Padrões de violência e repetição histórica
Tania lembrou que os relatos das mulheres da Penha ecoam outros episódios marcantes, como a chacina de Nova Brasília e o caso da favela de Acari, ambos já julgados pela Corte Interamericana. Ela destacou que tais eventos formam um padrão histórico: operações extremamente violentas que se repetem ao longo do tempo, afetando grupos vulneráveis e deixando mães estigmatizadas como “criadoras de delinquentes”.
Mesmo com o número reduzido de depoimentos nesta visita — apenas sete —, a secretária-executiva afirmou que os relatos sustentam uma narrativa consistente quando comparados a informações vindas de organizações da sociedade civil e agentes públicos.
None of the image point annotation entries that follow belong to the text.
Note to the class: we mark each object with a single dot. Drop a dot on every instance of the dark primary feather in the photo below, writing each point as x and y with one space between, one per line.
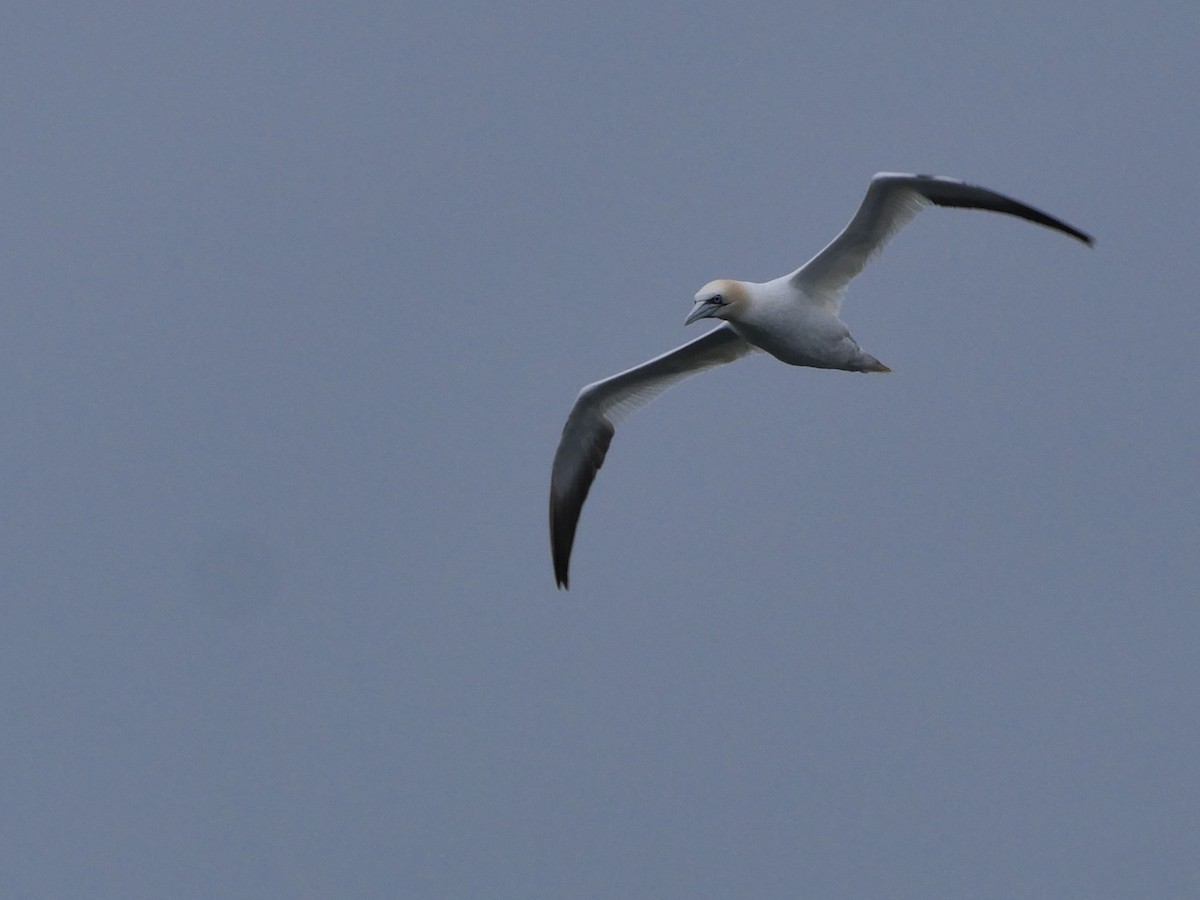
945 192
591 426
892 199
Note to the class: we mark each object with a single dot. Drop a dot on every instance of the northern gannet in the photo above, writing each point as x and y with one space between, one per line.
793 318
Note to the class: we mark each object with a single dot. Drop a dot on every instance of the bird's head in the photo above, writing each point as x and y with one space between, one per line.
721 299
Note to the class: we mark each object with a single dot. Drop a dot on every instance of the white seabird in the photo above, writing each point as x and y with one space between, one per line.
793 318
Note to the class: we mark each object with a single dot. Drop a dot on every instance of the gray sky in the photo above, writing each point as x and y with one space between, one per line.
295 301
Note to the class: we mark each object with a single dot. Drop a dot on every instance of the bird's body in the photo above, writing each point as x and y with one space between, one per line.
779 318
795 318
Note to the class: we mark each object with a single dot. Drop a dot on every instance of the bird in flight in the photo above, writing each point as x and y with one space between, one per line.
795 318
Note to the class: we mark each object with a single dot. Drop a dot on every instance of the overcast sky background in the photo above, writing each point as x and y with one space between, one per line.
295 300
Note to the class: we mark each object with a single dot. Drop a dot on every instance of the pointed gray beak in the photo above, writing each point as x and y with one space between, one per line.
702 310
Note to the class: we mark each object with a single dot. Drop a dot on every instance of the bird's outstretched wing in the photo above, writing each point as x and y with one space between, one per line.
891 202
592 424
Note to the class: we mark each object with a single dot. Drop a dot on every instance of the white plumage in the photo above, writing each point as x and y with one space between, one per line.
795 318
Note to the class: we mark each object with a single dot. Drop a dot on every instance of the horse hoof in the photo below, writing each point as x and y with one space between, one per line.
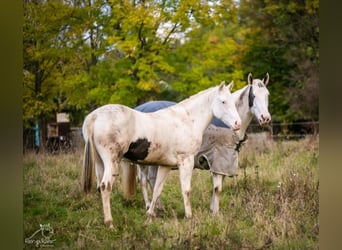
109 224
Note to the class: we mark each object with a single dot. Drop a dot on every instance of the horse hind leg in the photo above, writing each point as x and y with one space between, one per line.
151 177
142 175
99 169
111 170
215 200
185 174
160 180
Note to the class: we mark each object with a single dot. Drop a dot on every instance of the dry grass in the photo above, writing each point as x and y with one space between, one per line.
273 203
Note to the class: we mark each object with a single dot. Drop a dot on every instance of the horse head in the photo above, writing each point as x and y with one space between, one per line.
224 108
258 98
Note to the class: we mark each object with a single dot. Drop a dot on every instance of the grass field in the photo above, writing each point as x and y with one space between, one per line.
273 204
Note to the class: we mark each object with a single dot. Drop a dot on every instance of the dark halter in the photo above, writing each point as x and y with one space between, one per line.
251 97
239 144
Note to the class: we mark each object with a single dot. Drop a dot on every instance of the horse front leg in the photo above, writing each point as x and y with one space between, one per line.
143 171
215 200
111 170
162 174
151 177
185 174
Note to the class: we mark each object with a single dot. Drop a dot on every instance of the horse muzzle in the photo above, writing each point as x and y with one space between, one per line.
264 119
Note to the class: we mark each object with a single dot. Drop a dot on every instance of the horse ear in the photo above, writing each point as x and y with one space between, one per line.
265 80
222 84
230 85
250 78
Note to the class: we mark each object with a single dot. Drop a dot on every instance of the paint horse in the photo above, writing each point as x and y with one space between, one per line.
113 132
251 101
219 149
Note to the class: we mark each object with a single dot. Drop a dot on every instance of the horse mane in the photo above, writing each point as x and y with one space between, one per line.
197 95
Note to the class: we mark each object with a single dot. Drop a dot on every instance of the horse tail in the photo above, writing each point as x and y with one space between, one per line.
129 178
88 159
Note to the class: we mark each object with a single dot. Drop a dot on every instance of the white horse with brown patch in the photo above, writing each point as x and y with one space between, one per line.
114 131
251 101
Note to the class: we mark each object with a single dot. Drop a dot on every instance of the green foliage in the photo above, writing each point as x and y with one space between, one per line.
282 39
79 55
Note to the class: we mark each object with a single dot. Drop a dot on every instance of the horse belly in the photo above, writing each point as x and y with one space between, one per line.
144 151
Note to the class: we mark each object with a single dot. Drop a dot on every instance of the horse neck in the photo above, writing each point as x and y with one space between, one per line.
196 108
241 103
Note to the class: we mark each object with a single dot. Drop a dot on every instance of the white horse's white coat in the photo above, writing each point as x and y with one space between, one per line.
114 131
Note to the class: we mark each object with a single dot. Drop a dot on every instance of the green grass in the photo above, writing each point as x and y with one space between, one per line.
272 203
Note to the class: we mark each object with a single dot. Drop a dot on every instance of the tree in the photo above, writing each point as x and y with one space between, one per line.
282 38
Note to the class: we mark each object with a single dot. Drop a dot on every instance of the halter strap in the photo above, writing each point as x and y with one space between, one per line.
239 144
251 97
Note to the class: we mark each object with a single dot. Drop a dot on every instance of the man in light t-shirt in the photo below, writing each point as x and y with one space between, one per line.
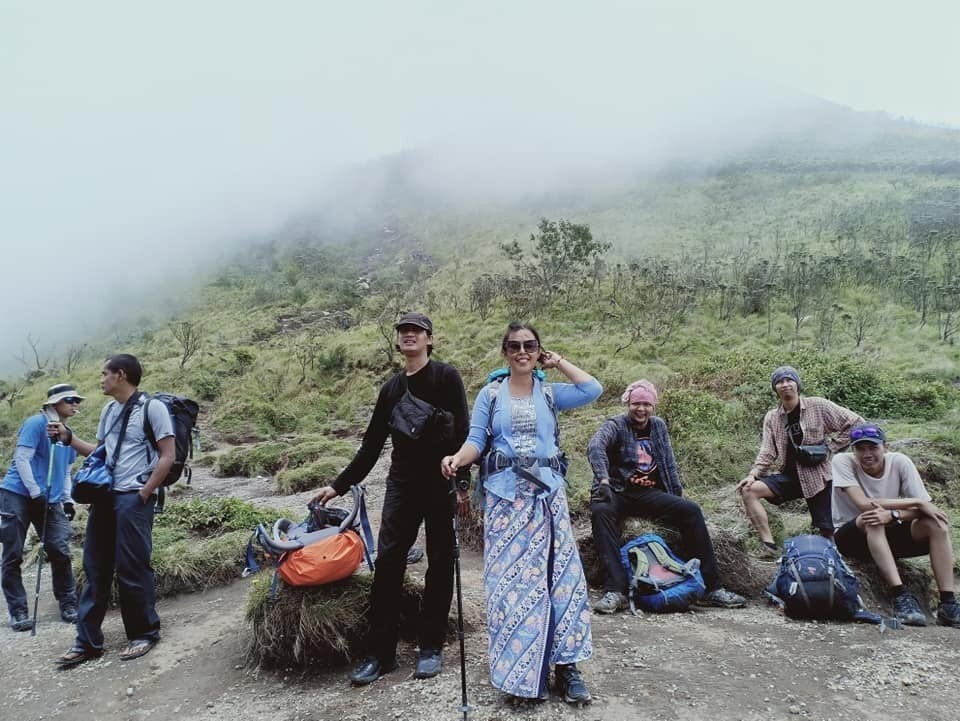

Reunião com o governador Cláudio Castro
A comitiva também se reuniu com o governador do Rio, Cláudio Castro. Segundo Tania, o chefe do Executivo demonstrou disposição em garantir transparência e acesso às informações solicitadas. Ela ressaltou que ainda não enviou os questionamentos formais ao governo, que serão encaminhados após o encerramento da etapa de escuta às famílias.
A comissão reforçou que, embora receba material técnico do Estado, também está aberta a documentos produzidos por organizações independentes — ainda inexistentes para este caso específico, mas em fase de articulação.
Próximos passos e importância regional
A CIDH espera divulgar conclusões preliminares ainda este ano, mas só o fará após receber todas as informações do Estado brasileiro. Para Tania, permitir o escrutínio internacional é sinal de compromisso democrático, sobretudo em momentos de confusão e incerteza.
Ela destacou que o Brasil já foi condenado duas vezes pela Corte Interamericana por episódios semelhantes e que sentenças anteriores indicam caminhos indispensáveis, como ampliar o uso de câmeras corporais, fortalecer mecanismos de controle policial e garantir a independência do Instituto Médico-Legal — uma recomendação que ainda não se concretizou.